Ok will check it out. $id is defined in the head

$id = $_SESSION['id'];

zcollvee

it still doesn't work guys...
I echoed the $query but it still doesn't work

djjjozsi

in your query:

WHERE username='".$id."'";

are you sure this is the primary ID field of your table ?

And why do you use several functions to get the user's data? Lets pull with one line:
Make sure you start the session, and has $_SESSION["id"] a value, the user's id:

<?php
session_start();

if(empty($_SESSION["id"]))
die("You must logged in! link here...");

$id = (int)$_SESSION["id"];

$qProfile = "SELECT * FROM users WHERE id=$id ";
$rsProfile = mysql_query($qProfile);
$row = mysql_fetch_array($rsProfile);
extract($row);
?>

And these variables now available, and could print into the form:

$blogimage ,
$picture ,
$bgimg ,
$about ,
$sname ,
$name,
$live ,

Before you post the form, lets see the source code, and if its needed, use convert functions ( htmlspecialchars ) to safe the html source code (textfields really don'T like " , and html codes to visible).

zcollvee

Im ready to try out anything.

And why do you use several functions to get the user's data? Lets pull with one line:

So that I can show it around the site without needing to re-write the same code again and again.

zcollvee

djjjozsi;10897490 wrote:
in your query:
WHERE username='".$id."'";
are you sure this is the primary ID field of your table ?

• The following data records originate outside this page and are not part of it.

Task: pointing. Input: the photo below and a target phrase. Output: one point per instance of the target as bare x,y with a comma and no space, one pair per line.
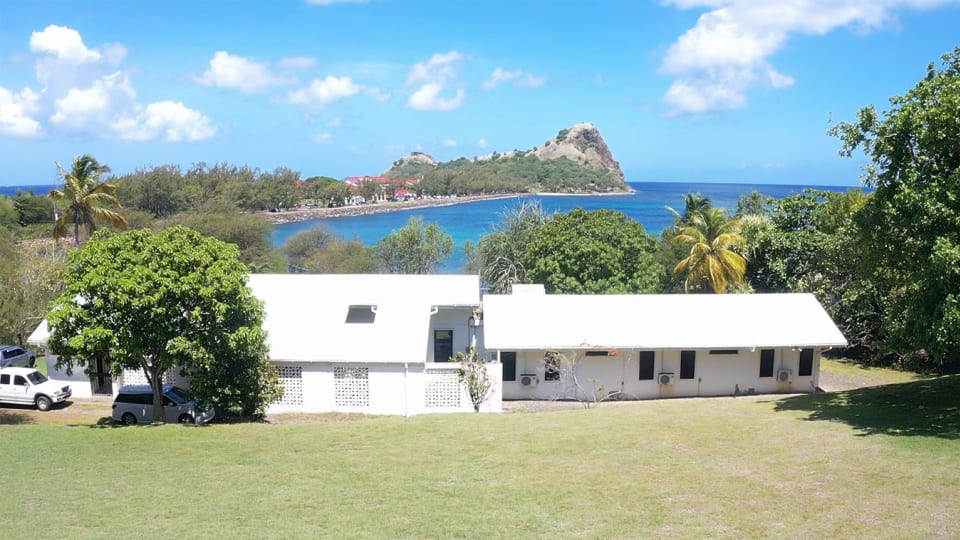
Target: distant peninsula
576,160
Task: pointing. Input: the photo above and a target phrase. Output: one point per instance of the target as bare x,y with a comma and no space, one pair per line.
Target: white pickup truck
26,386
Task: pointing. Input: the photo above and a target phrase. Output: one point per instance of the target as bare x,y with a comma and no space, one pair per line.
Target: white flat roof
657,321
306,314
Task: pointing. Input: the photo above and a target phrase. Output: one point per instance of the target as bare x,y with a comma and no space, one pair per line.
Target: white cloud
83,92
63,43
717,61
297,63
83,108
167,120
15,110
320,93
378,95
433,76
519,78
427,98
231,71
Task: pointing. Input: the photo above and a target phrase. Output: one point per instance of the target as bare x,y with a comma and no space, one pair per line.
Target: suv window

And why do you use several functions to get the user's data? Lets pull with one line:
Make sure you start the session, and has $_SESSION["id"] a value, the user's id:
<?php
session_start();

if(empty($_SESSION["id"]))
die("You must logged in! link here...");

$id = (int)$_SESSION["id"];

$qProfile = "SELECT * FROM users WHERE id=$id ";
$rsProfile = mysql_query($qProfile);
$row = mysql_fetch_array($rsProfile);
extract($row);
?>
And these variables now available, and could print into the form:

$blogimage ,
$picture ,
$bgimg ,
$about ,
$sname ,
$name,
$live ,

Before you post the form, lets see the source code, and if its needed, use convert functions ( htmlspecialchars ) to safe the html source code (textfields really don'T like " , and html codes to visible).

Warning: mysql_fetch_array(): supplied argument is not a valid MySQL result resource in /host/z/c/o/zcollwii/tinybud/editprofile.php on line 5

Warning: extract() [function.extract.html]: First argument should be an array in /host/z/c/o/zcollwii/tinybud/editprofile.php on line 6
??
Im soo frustrated right now. Some information from the DB is not being recieved some topic titles dissapear... WHats happening?

coldwerturkey

troubleshoot. add an or die (mysql_error()) to the query to see why not working.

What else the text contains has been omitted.